The author gives further reasons and examples of why law alone is not adequate to govern or prevent ethical breaches as well as laws. Corporate compliance programs merely only focus on the duty to obey, prevent, and punishment for failure to comply. However, law alone is not sufficient as evidenced by continued corrupt corporate behavior (Blodgett, 2012). Ethical statements need to be incorporated in compliance statements and programs (Blodgett, 2012).
Corporate ethics codes can become enhanced by the restructuring of compliance statements. Values which are expressed via a company’s ethics codes should be the guiding force for managerial decision making (Peppas, 2002). With ethics codes being of such great importance in guiding a corporation’s behavior and goals, there was an analysis of varied research done on corporate ethics codes in 2005 (Schwartz, 2005). ‘Universal values’ was discovered by this research (Schwartz, 2005, p. 36) and helped substantiate the Aspen Declaration, which states that there are ‘six universal values’ in existence (Schwartz, 2005, p. 36). Universal values can be located in the majority of corporate ethics codes. Many compliance statements were also found to incorporate these values. The problem now arises when corporations design and implement compliance programs to control corrupt behavior the law element is emphasized alone without incorporating the ethical reasoning and values found within a corporations ethics code (Blodgett, 2012). In addition, there was no uniformity found within all the corporations researched as it relates to which approach to law and ethics were used in within corporate ethics codes (Blodgett, 2012).
The author states that solution as it relates to law and ethics is for corporations to move from legal compliance based programs which only focus on the law to integrity based programs which focus on law and ethics. The author believes this approach will have a greater influence on corporate behavior (Blodgett, 2012). Re-structuring the view of law and ethics begins by understanding that the law is not just rules meat to comply with, but realizing the ethical reasoning as well (Hartman, 2000).

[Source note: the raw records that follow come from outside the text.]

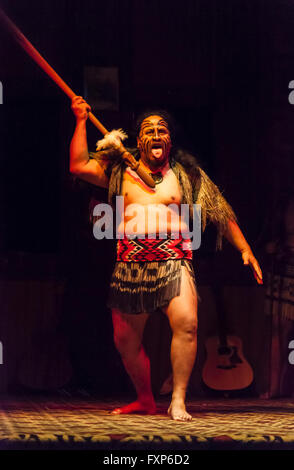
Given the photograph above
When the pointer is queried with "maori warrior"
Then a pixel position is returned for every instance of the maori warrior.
(155, 274)
(150, 274)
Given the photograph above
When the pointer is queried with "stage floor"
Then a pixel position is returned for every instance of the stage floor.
(61, 423)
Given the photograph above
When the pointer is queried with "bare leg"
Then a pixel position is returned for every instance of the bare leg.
(128, 333)
(182, 314)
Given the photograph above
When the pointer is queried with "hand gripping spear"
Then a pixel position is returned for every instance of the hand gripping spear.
(36, 56)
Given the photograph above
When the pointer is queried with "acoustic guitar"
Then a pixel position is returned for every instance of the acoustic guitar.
(226, 368)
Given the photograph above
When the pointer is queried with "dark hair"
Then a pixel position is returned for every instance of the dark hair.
(156, 112)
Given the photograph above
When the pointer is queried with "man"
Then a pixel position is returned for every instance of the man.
(155, 274)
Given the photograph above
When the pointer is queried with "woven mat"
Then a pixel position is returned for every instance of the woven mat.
(59, 423)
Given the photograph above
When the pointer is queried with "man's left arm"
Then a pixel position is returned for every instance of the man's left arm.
(237, 239)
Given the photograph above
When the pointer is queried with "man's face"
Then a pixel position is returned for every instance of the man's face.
(154, 141)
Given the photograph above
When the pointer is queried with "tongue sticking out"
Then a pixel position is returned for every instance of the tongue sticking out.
(157, 152)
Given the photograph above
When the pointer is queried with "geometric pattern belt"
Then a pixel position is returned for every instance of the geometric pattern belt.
(145, 249)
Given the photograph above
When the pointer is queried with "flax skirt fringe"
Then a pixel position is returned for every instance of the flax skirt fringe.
(146, 286)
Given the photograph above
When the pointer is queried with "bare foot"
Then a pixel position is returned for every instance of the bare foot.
(148, 408)
(177, 411)
(167, 386)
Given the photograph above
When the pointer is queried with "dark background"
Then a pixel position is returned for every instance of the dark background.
(222, 67)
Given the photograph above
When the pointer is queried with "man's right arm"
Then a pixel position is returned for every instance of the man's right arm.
(80, 165)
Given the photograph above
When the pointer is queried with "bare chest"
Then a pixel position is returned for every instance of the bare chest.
(135, 191)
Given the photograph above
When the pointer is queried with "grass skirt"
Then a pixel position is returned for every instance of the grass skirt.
(138, 287)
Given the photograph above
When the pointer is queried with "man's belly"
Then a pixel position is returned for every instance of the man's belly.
(152, 219)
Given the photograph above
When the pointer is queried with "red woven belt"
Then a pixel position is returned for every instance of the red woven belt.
(153, 250)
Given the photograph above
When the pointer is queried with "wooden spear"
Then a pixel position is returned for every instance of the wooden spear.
(36, 56)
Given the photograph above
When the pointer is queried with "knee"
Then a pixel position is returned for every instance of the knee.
(125, 344)
(188, 328)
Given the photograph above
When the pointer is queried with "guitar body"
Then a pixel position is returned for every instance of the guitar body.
(226, 367)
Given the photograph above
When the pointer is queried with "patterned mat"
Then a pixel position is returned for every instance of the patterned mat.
(232, 424)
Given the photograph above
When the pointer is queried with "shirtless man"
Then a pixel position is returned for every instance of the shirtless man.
(154, 144)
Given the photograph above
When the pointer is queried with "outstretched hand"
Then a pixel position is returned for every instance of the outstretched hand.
(250, 260)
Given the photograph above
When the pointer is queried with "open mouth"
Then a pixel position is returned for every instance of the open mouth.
(156, 149)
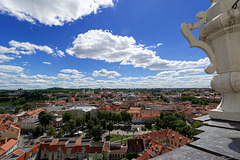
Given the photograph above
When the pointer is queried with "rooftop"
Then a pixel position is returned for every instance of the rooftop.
(219, 140)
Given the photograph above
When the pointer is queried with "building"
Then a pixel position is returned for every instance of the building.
(96, 150)
(8, 147)
(64, 148)
(29, 123)
(31, 152)
(8, 132)
(78, 111)
(167, 137)
(117, 152)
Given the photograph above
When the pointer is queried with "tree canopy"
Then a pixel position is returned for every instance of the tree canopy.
(67, 116)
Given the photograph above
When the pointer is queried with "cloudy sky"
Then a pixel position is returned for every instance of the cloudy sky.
(99, 43)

Based on the fact that our society is a capitalist structured economy (Hoffman, 2012), there is a natural conflict of interest as it relates to how our society is set up. The goal or motivation for corporations is profit maximization, personal enrichment, and the gain of resources (Hoffman, 2012); as resources relates to finances, real estates, and political power. Capitalism is all about money and power. All corporations care about is the bottom line at the end of a fiscal period. It is a juxtaposition, do corporations chose to do what is moral and ethical or do what is profitable? If there is a legal loophole within the system, many corporations will use any business leverage regardless of the ethical dilemma in my view. Some famous corporate scandals are MF Global, Fannie Mae, and Lehman brothers. The very nature of possessing a competitive mindset is the ultimate result of competing for limited resources within this particular systemic structure or economy. I pose this question to my readers. Who do you think will be the most successful between a corporation prided on making managerial decisions above and beyond the minimum known as the law or a company that obeys the law and utilizes any legal loophole in a capitalist economy?

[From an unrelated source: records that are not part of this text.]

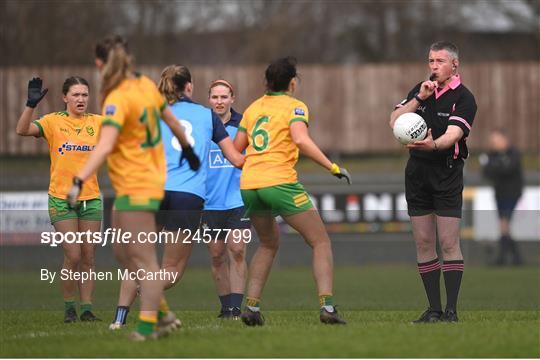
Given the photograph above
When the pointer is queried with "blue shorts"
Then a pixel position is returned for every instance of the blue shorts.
(505, 207)
(180, 210)
(225, 219)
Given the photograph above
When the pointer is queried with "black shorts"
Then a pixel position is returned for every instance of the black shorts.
(180, 210)
(434, 187)
(225, 219)
(505, 207)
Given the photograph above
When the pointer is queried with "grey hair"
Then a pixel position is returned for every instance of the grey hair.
(445, 45)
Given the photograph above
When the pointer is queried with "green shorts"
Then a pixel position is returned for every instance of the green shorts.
(59, 209)
(285, 199)
(130, 203)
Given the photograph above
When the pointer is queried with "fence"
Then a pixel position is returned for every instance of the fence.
(349, 104)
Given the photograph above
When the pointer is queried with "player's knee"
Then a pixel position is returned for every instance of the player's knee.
(425, 245)
(217, 260)
(237, 254)
(270, 244)
(449, 247)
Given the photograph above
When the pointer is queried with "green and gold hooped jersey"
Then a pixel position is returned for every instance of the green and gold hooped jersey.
(137, 163)
(271, 154)
(71, 141)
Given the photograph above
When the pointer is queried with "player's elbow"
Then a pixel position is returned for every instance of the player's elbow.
(22, 131)
(300, 140)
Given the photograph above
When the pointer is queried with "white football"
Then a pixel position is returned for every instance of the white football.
(410, 127)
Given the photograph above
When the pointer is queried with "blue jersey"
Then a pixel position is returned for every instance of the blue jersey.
(223, 184)
(202, 127)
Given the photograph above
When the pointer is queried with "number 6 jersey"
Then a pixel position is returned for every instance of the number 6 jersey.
(271, 154)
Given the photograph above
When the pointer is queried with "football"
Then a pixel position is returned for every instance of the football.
(410, 127)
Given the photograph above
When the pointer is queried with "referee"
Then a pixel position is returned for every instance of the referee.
(434, 176)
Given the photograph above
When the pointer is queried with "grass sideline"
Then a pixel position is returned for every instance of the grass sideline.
(500, 317)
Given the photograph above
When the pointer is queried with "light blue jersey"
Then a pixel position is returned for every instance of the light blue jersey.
(223, 183)
(202, 127)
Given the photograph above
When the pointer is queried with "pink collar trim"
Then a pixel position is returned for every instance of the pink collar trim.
(456, 81)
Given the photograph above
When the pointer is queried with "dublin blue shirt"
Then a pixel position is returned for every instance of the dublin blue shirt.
(202, 127)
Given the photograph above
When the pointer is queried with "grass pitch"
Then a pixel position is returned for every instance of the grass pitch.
(499, 317)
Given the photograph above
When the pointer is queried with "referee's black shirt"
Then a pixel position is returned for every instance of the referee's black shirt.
(453, 105)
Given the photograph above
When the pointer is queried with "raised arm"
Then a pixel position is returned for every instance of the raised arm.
(105, 145)
(231, 153)
(300, 136)
(25, 127)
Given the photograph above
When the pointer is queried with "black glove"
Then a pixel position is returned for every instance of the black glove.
(74, 192)
(35, 93)
(193, 160)
(341, 173)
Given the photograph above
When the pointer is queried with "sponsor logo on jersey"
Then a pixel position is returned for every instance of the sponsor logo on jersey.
(67, 147)
(110, 109)
(217, 160)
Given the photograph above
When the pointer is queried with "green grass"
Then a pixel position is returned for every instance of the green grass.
(499, 313)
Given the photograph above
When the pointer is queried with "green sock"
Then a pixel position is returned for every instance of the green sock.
(69, 304)
(86, 307)
(326, 300)
(253, 304)
(145, 327)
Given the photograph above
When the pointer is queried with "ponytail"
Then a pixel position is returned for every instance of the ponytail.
(113, 51)
(173, 81)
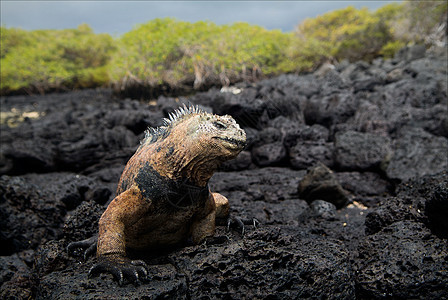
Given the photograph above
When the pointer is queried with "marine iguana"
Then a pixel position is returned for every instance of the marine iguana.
(163, 196)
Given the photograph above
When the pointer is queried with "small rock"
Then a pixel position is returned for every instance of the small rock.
(361, 151)
(269, 154)
(321, 183)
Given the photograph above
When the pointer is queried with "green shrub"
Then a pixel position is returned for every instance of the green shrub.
(45, 60)
(349, 33)
(176, 53)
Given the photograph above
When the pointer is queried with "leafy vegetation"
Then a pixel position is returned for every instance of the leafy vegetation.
(167, 54)
(166, 51)
(45, 60)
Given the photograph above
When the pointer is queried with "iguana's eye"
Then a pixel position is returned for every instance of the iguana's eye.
(219, 125)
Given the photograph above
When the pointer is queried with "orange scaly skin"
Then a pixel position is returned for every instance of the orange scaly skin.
(163, 196)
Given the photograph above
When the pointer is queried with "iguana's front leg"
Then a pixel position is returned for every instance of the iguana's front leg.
(126, 209)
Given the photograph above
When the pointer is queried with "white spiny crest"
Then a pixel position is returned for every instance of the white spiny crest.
(180, 112)
(152, 134)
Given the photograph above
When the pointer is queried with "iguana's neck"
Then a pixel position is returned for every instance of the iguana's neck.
(182, 162)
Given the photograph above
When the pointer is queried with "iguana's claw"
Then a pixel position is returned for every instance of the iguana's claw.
(237, 221)
(88, 244)
(132, 270)
(240, 223)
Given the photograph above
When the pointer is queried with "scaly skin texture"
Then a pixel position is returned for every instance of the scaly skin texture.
(163, 196)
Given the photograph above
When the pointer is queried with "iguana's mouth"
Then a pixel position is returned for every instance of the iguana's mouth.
(239, 143)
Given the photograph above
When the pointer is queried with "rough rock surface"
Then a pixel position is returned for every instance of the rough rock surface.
(379, 129)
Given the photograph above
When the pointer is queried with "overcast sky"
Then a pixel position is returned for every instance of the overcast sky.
(118, 17)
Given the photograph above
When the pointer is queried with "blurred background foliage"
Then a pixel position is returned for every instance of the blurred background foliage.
(171, 55)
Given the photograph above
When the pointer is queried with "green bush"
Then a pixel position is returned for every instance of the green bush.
(45, 60)
(350, 33)
(176, 53)
(167, 54)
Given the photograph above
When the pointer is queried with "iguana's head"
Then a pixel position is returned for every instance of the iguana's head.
(196, 140)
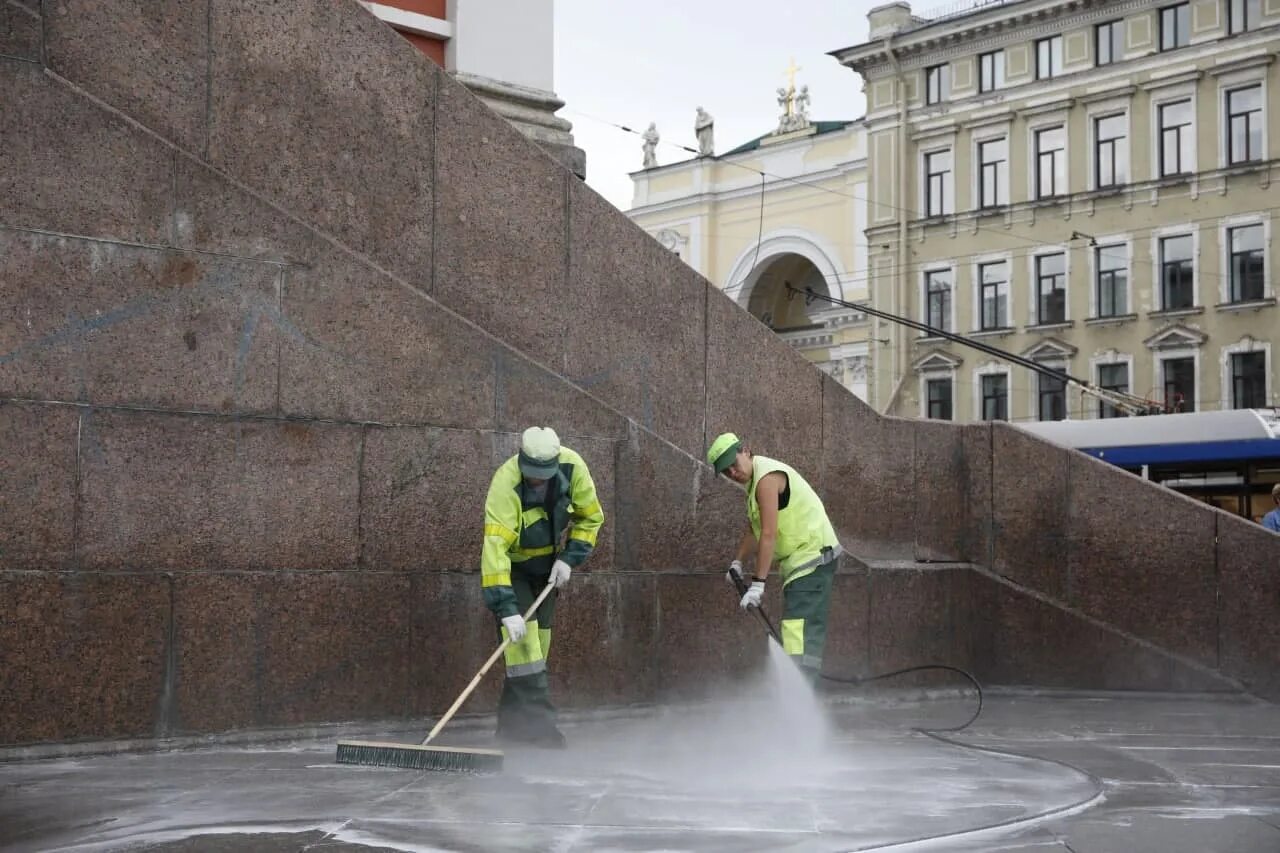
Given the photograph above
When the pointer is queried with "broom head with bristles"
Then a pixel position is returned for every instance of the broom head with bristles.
(408, 756)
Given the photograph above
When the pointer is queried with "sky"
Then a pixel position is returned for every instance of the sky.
(632, 63)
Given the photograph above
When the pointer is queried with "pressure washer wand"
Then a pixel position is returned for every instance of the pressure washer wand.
(740, 584)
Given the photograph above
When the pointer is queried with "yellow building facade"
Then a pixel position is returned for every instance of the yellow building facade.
(786, 208)
(1086, 183)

Society has to move from a capitalist based economy guided by law alone. A corporation’s success should not be solely based on the bottom line, financial growth, acquiring political power, and real estate. The exact type of economy that works best for corporations guided by substantive ethics is unknown to this writer. There will always and continue to be corrupt corporate behavior within a capitalist based economy given the very nature of capitalism. It breeds corruption, when guided by law unaided, hence the ethical dilemma.